As mentioned before, we built KNN, SVM and Logistic regression models, but we will show only the results obtained by Logistic regression, because it gets the better scores (jaccard index score) in most cases.

4.1 All venue categories dataset scores

  • the actual class: 0.6666
  • if the class == ‘luxury’: 0.9
  • if the class == ‘high’: 0.8666
  • if the class == ‘regular’: 0.3333
  • if the class == ‘low’: 0.9

4.2 Food venue categories dataset scores

  • the actual class: 0.6923
  • if the class == ‘luxury’: 0.8
  • if the class == ‘high’: 0.96
  • if the class == ‘regular’: 0.3076
  • if the class == ‘low’: 0.923

4.3 Professional venue categories dataset scores

  • the actual class: 0.5714
  • if the class == ‘luxury’: 0.8571
  • if the class == ‘high’: 0.8928
  • if the class == ‘regular’: 0.4286
  • if the class == ‘low’: 0.8214

5. Discussion

It’s interesting to see that the food venue categories dataset got the best overall results but closely followed by the all categories which indicates that may be possible to combine two or more categories to get optimistic scores, as it’s clear that there are categories that disturbs the score (see the professional venue categories dataset).

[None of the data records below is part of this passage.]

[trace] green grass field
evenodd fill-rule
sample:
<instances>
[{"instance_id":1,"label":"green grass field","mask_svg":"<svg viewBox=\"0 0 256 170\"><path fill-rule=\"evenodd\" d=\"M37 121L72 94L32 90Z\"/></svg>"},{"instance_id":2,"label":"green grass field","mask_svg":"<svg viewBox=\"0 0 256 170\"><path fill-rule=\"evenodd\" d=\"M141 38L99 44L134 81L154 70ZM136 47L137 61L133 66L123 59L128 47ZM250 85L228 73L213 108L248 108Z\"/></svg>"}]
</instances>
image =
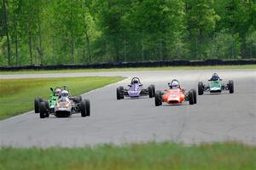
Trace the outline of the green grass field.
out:
<instances>
[{"instance_id":1,"label":"green grass field","mask_svg":"<svg viewBox=\"0 0 256 170\"><path fill-rule=\"evenodd\" d=\"M2 148L0 169L253 170L256 169L256 146L237 143L190 146L148 143L84 148Z\"/></svg>"},{"instance_id":2,"label":"green grass field","mask_svg":"<svg viewBox=\"0 0 256 170\"><path fill-rule=\"evenodd\" d=\"M224 69L256 69L256 65L212 65L212 66L164 66L164 67L142 67L142 68L112 68L112 69L77 69L55 71L0 71L4 74L37 74L37 73L67 73L67 72L106 72L106 71L190 71L190 70L224 70Z\"/></svg>"},{"instance_id":3,"label":"green grass field","mask_svg":"<svg viewBox=\"0 0 256 170\"><path fill-rule=\"evenodd\" d=\"M32 110L34 98L47 99L50 87L67 85L73 95L79 95L122 79L120 76L0 79L0 120Z\"/></svg>"}]
</instances>

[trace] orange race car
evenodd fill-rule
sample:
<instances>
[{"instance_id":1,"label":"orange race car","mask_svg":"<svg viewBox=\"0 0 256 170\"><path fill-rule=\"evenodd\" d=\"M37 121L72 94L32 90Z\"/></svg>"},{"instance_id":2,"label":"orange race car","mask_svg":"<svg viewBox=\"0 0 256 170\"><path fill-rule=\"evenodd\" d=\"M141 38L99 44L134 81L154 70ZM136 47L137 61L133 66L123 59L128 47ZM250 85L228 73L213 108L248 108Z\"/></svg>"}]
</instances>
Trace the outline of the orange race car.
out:
<instances>
[{"instance_id":1,"label":"orange race car","mask_svg":"<svg viewBox=\"0 0 256 170\"><path fill-rule=\"evenodd\" d=\"M189 105L196 104L196 91L191 89L185 92L183 88L181 88L177 80L172 80L168 83L169 89L165 89L165 93L156 91L154 96L154 105L159 106L162 102L171 105L180 105L183 101L189 101Z\"/></svg>"}]
</instances>

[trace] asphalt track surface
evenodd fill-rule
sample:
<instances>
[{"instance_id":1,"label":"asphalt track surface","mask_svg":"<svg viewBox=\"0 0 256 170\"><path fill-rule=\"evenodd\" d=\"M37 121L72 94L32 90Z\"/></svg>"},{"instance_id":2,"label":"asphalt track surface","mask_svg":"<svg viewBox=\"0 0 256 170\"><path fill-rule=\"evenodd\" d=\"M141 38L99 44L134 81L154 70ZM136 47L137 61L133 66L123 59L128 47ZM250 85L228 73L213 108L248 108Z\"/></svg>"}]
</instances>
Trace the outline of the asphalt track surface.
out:
<instances>
[{"instance_id":1,"label":"asphalt track surface","mask_svg":"<svg viewBox=\"0 0 256 170\"><path fill-rule=\"evenodd\" d=\"M197 88L212 72L224 82L234 80L235 93L197 96L197 104L163 105L154 99L116 99L116 88L131 77L141 78L144 87L167 88L179 80L186 88ZM40 75L1 75L0 78L32 78L85 76L123 76L120 82L84 94L91 102L91 116L40 119L33 111L0 122L0 145L14 147L84 146L172 141L184 144L236 140L256 144L256 70L127 71Z\"/></svg>"}]
</instances>

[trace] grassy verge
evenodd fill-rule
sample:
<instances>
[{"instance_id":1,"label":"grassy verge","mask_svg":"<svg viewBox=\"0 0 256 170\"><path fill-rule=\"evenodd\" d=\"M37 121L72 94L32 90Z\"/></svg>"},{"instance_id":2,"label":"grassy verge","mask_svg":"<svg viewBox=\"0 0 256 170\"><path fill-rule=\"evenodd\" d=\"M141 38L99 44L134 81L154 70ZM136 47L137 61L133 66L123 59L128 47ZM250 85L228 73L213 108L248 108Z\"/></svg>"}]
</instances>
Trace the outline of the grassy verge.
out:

Besides that, it’s also interesting to see that the model built with foods venues categories dataset can predict the ‘high’ and ‘low’ class remarkably well, and definately could be used in a different city, similar to ‘Belo Horizonte’.

6. Conclusion

Even though we couldn’t get a great model to predict the actual class of a Neighborhood, we could get interesting results on predicting the ‘high’ and ‘low’ classes using the Food categories dataset, and predicting ‘luxury’ and ‘low’ casses using the All categories dataset.